Almond average LD decay
Correlation of the allelic state at pairs of different loci, expressed through the pairwise squared correlation coefficient R2, was equal to 0.141 on average. This value assumed as the lower threshold to declare LD between two loci was reached on average after 130 bp (Fig. 4). Mean pairwise R2 values were quite similar for marker loci within individual chromosomes, ranging from 0.132 (chromosome 6) to 0.147 (chromosome 2) (Supplementary Table S4).
Homozygosity mapping and genome-wide association study
The distribution of best linear unbiased predictors (BLUPs) calculated for nut, shell, and seed weight is reported in Supplementary Fig. S6. The null hypothesis of normal distribution could be accepted for all the traits (Kolmogorov–Smirnov test P value > 0.05). A high correlation was found between nut and shell weight (adjusted R2 = 0.96), whereas a weak correlation was found between nut and seed weight (adjusted R2 = 0.1). No significant correlation was found between shell and seed weight (Supplementary Fig. S7).
HM suggested an association between nut weight and three clusters of ROHs located on the almond chromosomes 1, 2, and 7 (Fig. 5 and Supplementary Table S5), with the cluster ROH_2_16414730 displaying the highest indication of significance (−log10 (P value) = 5.17; false discovery rate (FDR) P value = 6 × 10−3). In accordance with the correlation pattern found for phenotypic data, the same clusters of ROHs associated with nut weight were also associated with shell weight (Fig. 5 and Supplementary Table S5), but not with seed weight. Indication of association with seed weight was found for two ROHs on chromosomes 1 and 6 (Fig. 5 and Supplementary Table S5). Notably, cultivars contributing to the clusters of ROHs identified by HM displayed significantly higher nut or seed weight (Table 1), indicating that such homozygous regions might represent genomic footprints of selection for larger nuts and seeds.
Table 1.
Mean ± se ROH ( + ) | Mean ± se ROH (-) | P value | ||
---|---|---|---|---|
Nut weight | ROH_S1_11260515 | 1.36 ± 1.12 | −0.12 ± 0.10 | 6.37E-04 |
ROH_S2_16414730 | 1.43 ± 0.46 | −0.22 ± 0.10 | 1.29E-06 | |
ROH_S7_11701812 | 1.62 ± 0.96 | −0.11 ± 0.11 | 4.86E-04 | |
Seed weight | ROH_S1_26367663 | 0.14 ± 0.06 | −0.03 ± 0.02 | 8.80E-04 |
ROH_S6_20767156 | 0.36 ± 0.13 | −0.02 ± 0.02 | 2.85E-05 |
For each comparison, P values associated with two-tailed t test are reported.
In total, 57 GWAS signals were identified for nut weight (Fig. 6 and Supplementary Table S6). By far, the highest indication of association (-log10 (P value) = 11.05; FDR P value = 8.22 × 10−7) was found for the marker S1_30936643, residing in the putative promoter sequence (218 bp upstream the start codon) of the aspartyl protease gene Prudu_003450_v1.0. In accordance with the results of HM, SNP loci associated with nut weight were in most cases also associated with shell weight (Fig. 6 and Supplementary Table S6). A single GWAS signal (−log10 (P value) = 6.19; FDR P value = 0.06) was detected for seed weight, for a marker (S1_2496687) located within the gene Prudu_000307_v1.0, encoding a putative pathogenesis-related thaumatin superfamily protein (Fig. 6 and Supplementary Table S6).
Discussion
In this study, we report the characterization of genome-wide diversity and homozygosity in almond, which were used to provide information of major interest for fundamental research and breeding purposes.
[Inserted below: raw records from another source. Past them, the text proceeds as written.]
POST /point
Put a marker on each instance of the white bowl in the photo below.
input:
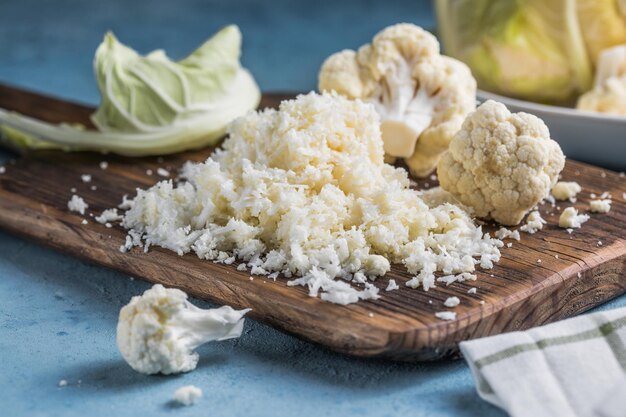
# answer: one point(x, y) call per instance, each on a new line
point(596, 138)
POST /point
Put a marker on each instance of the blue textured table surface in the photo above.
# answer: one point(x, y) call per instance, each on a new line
point(58, 315)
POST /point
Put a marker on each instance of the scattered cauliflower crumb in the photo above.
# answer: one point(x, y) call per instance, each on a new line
point(452, 302)
point(504, 233)
point(446, 315)
point(571, 219)
point(600, 206)
point(392, 285)
point(421, 96)
point(77, 204)
point(449, 279)
point(534, 223)
point(501, 164)
point(566, 190)
point(304, 191)
point(158, 331)
point(187, 395)
point(109, 215)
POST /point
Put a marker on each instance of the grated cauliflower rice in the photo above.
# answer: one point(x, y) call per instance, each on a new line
point(304, 191)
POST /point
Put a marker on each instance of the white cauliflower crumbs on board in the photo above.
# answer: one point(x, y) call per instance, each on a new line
point(187, 395)
point(566, 190)
point(452, 302)
point(600, 206)
point(109, 215)
point(504, 233)
point(421, 96)
point(534, 223)
point(570, 219)
point(446, 315)
point(304, 191)
point(77, 204)
point(392, 285)
point(158, 331)
point(501, 164)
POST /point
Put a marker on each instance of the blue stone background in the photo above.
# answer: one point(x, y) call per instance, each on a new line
point(58, 314)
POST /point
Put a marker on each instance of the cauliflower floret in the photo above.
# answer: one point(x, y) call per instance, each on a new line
point(421, 96)
point(570, 219)
point(600, 206)
point(609, 92)
point(534, 223)
point(566, 190)
point(501, 164)
point(158, 331)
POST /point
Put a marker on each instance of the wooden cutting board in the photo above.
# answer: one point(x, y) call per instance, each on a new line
point(576, 272)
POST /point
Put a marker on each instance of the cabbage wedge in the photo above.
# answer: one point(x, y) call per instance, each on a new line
point(531, 49)
point(151, 105)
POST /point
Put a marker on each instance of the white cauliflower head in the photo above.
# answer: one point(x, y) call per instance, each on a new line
point(609, 92)
point(501, 164)
point(421, 96)
point(158, 331)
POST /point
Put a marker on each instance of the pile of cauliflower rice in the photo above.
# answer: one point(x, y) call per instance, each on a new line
point(303, 191)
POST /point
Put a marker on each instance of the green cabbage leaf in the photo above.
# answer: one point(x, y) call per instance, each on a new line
point(151, 105)
point(531, 49)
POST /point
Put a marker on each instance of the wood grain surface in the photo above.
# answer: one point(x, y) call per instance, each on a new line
point(576, 272)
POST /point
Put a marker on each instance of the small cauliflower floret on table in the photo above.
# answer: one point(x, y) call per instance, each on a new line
point(609, 92)
point(158, 331)
point(570, 219)
point(501, 164)
point(600, 206)
point(566, 190)
point(421, 96)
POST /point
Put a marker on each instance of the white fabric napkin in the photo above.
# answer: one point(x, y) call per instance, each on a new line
point(575, 367)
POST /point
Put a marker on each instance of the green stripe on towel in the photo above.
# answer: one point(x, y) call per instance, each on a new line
point(606, 330)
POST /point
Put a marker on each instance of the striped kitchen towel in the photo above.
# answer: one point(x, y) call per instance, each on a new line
point(575, 367)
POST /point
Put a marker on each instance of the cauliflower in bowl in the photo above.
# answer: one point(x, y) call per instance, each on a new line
point(609, 92)
point(421, 96)
point(501, 164)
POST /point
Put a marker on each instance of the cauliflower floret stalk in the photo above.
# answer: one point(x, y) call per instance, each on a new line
point(501, 164)
point(421, 96)
point(158, 331)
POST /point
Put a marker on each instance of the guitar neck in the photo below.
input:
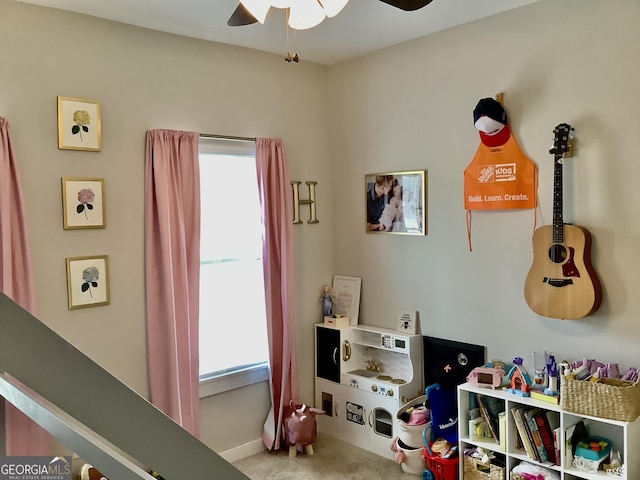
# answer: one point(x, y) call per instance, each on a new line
point(558, 221)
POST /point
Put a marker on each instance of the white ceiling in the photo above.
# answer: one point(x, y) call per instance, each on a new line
point(362, 27)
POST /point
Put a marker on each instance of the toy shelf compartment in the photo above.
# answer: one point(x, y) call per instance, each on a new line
point(624, 436)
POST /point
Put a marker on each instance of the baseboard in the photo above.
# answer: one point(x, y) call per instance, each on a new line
point(243, 451)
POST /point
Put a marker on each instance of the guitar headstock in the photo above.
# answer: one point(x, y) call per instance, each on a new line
point(562, 140)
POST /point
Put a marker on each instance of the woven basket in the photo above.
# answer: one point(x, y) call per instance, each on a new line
point(608, 398)
point(476, 470)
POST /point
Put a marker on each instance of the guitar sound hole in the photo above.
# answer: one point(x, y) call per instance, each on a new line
point(557, 253)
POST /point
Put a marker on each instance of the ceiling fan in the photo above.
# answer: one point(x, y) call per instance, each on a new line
point(242, 16)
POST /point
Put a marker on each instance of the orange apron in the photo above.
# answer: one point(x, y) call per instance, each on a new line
point(499, 178)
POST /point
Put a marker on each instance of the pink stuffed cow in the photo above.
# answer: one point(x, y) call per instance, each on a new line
point(300, 428)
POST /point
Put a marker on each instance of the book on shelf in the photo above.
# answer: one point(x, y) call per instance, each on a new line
point(518, 417)
point(546, 434)
point(541, 455)
point(490, 409)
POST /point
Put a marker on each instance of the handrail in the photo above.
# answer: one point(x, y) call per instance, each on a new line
point(53, 368)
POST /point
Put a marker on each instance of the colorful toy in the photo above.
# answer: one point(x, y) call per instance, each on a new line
point(300, 428)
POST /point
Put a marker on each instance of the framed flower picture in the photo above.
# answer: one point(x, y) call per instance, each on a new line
point(83, 203)
point(87, 281)
point(79, 124)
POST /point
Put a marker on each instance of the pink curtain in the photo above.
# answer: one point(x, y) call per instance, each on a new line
point(277, 208)
point(23, 436)
point(172, 263)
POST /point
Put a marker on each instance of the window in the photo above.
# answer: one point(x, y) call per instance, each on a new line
point(233, 336)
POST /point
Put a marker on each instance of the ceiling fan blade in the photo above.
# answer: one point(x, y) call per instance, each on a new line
point(241, 16)
point(408, 5)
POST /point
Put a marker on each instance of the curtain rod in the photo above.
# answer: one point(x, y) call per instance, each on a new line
point(227, 137)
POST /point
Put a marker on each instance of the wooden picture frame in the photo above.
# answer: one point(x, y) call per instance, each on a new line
point(83, 203)
point(87, 281)
point(79, 124)
point(396, 202)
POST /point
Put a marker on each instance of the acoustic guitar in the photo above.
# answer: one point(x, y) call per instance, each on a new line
point(561, 282)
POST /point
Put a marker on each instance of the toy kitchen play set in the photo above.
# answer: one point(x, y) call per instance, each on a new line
point(364, 375)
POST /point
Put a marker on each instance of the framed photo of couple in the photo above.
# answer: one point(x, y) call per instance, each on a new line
point(396, 202)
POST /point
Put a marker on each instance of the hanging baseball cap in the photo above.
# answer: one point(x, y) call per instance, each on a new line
point(491, 121)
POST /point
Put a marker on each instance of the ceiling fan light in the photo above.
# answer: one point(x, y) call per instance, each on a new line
point(333, 7)
point(304, 14)
point(257, 8)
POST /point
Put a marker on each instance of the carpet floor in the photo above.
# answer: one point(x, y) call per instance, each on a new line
point(332, 460)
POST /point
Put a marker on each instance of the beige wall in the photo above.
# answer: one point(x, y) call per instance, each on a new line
point(407, 107)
Calculation of pairwise IBS distances resulted in the identification of 11 clonal groups (Supplementary Table S2), thus providing valuable data for the rationalization of germplasm collections. The composition of CG1 is in accordance with previous scientific literature, indicating synonymy between the cultivars Tuono and Troito37. We cannot exclude that some of the cultivars included in the same CG may differ for a few clonal mutations. Concerning CG1, it was previously reported that the cultivar Supernova was derived from “Tuono” by experimental mutagenesis38.
Analysis of almond genetic structure assigned cultivars to four ancestral populations (Fig. 1a), although caution should be taken in such interpretation of ADMIXTURE clustering results39. Cultivars classified as admixed, corresponding to ~20% of the total, might reflect hybridization between different ancestral populations. It is generally thought that almond was introduced to Italy by ancient Greeks and Phoenicians37, and from there spread to France and Spain, possibly through Ancient Romans expanding in the Mediterranean area. However, the Italian almond population almost completely lacked the C4 ancestry, which was significant for the Spanish and French gene pools. This evidence can be explained by further historical introductions of almond germplasm to Spain and France, possibly from North Africa in relation to the Arabic domination of the Iberic Peninsula and the colonial period37.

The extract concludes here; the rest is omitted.